Please do not repost without my permission, but you can support my poetry here! Originally written 7/01/20. Copyright, All Rights Reserved.

The Circle: Bubble People

You don’t put a bumper sticker on a Ferrari.

– Joey

No airbrushing, filters or being too perfect, on FB and insta. It makes one seem too much like a bot. Too perfect is not appealing. You need a Goldilocks effect: just right. Like the person next door. I like the profile picture analysis. A variety of photos shows more sides of yourself, and is more proof that you’re not catfish, so long as it’s not obvious that you’re trying too hard.

A more individualized profile is more grounded, and more relatable.

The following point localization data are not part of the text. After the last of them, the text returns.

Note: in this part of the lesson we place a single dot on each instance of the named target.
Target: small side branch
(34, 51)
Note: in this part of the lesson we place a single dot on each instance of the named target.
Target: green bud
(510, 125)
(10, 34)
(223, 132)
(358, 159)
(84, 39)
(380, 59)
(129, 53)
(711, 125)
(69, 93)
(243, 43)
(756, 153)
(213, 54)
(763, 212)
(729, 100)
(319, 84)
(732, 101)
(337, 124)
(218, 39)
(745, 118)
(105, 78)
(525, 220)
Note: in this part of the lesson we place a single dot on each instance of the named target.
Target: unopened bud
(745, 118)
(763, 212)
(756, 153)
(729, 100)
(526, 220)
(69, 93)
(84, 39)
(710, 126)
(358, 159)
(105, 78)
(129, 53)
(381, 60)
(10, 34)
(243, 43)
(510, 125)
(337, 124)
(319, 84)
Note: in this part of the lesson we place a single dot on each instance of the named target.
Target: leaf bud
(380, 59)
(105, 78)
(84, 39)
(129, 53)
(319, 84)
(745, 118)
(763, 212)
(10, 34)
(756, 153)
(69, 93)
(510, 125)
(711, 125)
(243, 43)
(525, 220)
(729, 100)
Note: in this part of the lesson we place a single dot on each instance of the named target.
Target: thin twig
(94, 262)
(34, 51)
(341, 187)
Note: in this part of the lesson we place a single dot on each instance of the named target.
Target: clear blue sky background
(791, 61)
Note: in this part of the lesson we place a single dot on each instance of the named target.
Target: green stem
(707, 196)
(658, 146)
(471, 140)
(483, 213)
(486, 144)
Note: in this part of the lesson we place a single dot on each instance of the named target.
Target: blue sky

No filters, and no makeup equates to being more real. Have a natural glow and a personality that’s hard to fake. That’s how to survive the rise of the bots and catfish, on the internet. Human vulnerability and uniqueness will save us all.

The tension of the show is how real-life social media differs from the in-house social network, of The Circle. Contestants must compare and contrast what it means to understand the masses, versus what it takes to understand around twelve people. The question of which kind of fakeness is rewarded, in our society, was also explored in the Black Mirror social media episode, “Nosedive” – another Netflix show.

It’s interesting to see how social media rewards us – in the miniature – on The Circle. Contestants call out other people for being fake, in a game, about being fake. The fakest person is always on the lookout for who’s fake. This is on an online show, that is by its very nature, artificial and virtual.

I like that fresh players can still be added, to the game, after the game starts. It’s like unlocking a new character in Super Smash Bros. Melee. Gamification and parallels between social media and video games are also investigated, by the show. Shubby is a virtual media designer that dislikes social media – when an online social network is essentially just light virtual reality. Shubby, who fears fakeness the most, is the least prepared to recognize fakeness. He gets taken in by both of the catfish, on The Circle. No wants to feel led on.

On Tinder, and other social networking sites, so much is decided on just a profile pic and a bio (or lack thereof). So much is at stake, on a profile pic, in real life, that a profile picture competition, on The Circle, is realistic and timely. What I like about The Circle is how the show gamifies decisions and judgments we already have to make every day. Social media is just a highlight reel.